THE BILLION-DOLLAR RISE OF NON-FUNGIBLE TOKENS

Digital technology developments such as blockchain provide a network-based technology solution that is used to record transactions efficiently and securely, and the most popular cryptocurrency – Bitcoin – has stimulated a mass of new retail and institutional investor growth.

This heightened speculation of opportunistic investments has revolutionised the financial ecosystem and resulted in the introduction of non-fungible tokens (NFTs), a blockchain product that has gained significant public attention in recent years.

NFTs exist as unique digital token assets which represent tradable digital goods, such as collectable art, profile pictures, sports cards, videos, music and in-game items.

Although sceptics have mocked NFTs as being simple digital images that can be just as easily copied and pasted, the NFT has become one of the most utilised components of the Ethereum ecosystem, creating a billion-dollar economy.

The unique value of NFTs

An NFT is a unit of data stored on a blockchain. It certifies a digital asset is unique and, therefore, non-interchangeable, while offering a unique digital certificate of ownership. As a result, an NFT can be equated to being a proof of ownership.

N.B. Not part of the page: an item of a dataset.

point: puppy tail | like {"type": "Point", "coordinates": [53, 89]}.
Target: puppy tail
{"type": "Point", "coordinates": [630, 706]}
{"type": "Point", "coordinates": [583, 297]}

The unique value of NFTs signifies them as being ‘non-fungible’. In other words, they cannot be traded, but the digital asset they represent can be. The NFT’s function is to guarantee the value intended by the creator, for an owner or buyer.

The NFT market began to attract attention in February 2021 when ‘CrypoKitties’, an NFT digital collection of artistic images representing virtual cats used in a game of Ethereum, allowed players to purchase, collect, breed and sell ‘cats’. The emerging purchases made in-game using cryptocurrency reached £1.5m in value.